The purplish trunk of the lava tree seemed suddenly to expand slightly, and from it emerged a small fairy form. “I had a hunch you’d get it,” the figure now under the lava tree said. “I was hoping Tiana wouldn’t.”
“Well, she’s not much happier than you are at the moment, you know,” the Kauri pointed out. “Either one of you would be better off and happier as the other.”
“Yeah, I know,” Joe said. “Those damned Rules! You always have a way out, but when I stood there on that wall, surrounded, seeing those silver-tipped piles and bolts, I knew that there was only one way open, just what the Rules required. I looked at them, then I looked back at this tree, and I figured, hell, a tree’s a tree, and it would free me of Boquillas’ power and give me some freedom of action. It was surrender, die, or this. As much as I didn’t want this, I have to tell you I would have taken death easily, even oblivion, except mat it would have left my enemies victorious and Tiana in their hands. I remembered what we’d discussed about sacrifice and unhappy endings and all that. If this was to be the end of our great battles, then it was also somebody else’s beginning, too. I hadn’t taken Irving out of the mean streets of the inner city to have him grow up under Boquillas’ or Sugasto’s vision of Husaquahr. If that meant this, then it was a price I had to pay.”
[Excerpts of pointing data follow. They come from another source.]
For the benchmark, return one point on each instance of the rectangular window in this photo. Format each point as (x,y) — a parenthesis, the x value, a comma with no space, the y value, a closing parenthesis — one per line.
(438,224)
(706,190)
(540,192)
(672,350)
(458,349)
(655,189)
“Hey! It’s not so awful!” Marge responded. “I think you made a pretty good Kauri.”
“Well, it’s okay, but I didn’t want a career out of it. Even so, Kauris fly, and very well, and can interact with regular society to a degree. Maybe I could take that. But wood nymphs—hell, I can’t even figure out how to get off here! I could slide down, I guess, but even if I found some solid rock to stand on down there I’d never make it back up the outer wall. That’s why I’ve been here all this time. I’m stuck!”
Marge smiled. “Well, let me see if I can find a rope or something and fly it out to you. Then I’ll fill you in on all you missed. Ruddygore’s here.”
“Yeah? Well, unless he’s broken the secret code, that doesn’t do me much good at all.”
“I fear the secret of such effortless soul-switching died with Boquillas and Sugasto.” Ruddygore sighed.
They—the sorcerer, Macore, Marge, and Tiana—sat in Sugasto’s old banquet room, sampling his wares. Since Ruddygore seemed unconcerned about the top of the tower felling down, they were at least less nervous about it themselves.
“You mean I am stuck like this,” Tiana said.
“Well, not exactly, but there are few options. I can’t fool around with that body, since I helped design it, as it were, with bound demons. The theory of the switching spell is easy enough to divine; the problem is that each and every individual is different. Thus, you need complementary mathematics to switch anyone that is unique to each individual. The question we have no answer for is, how did Sugasto and the Baron figure out the unique complementary equation for each and every individual they switched, therein detaching both soul and consciousness and placing it elsewhere? I don’t know. Reattaching on other than a random basis provides the same problem for the host.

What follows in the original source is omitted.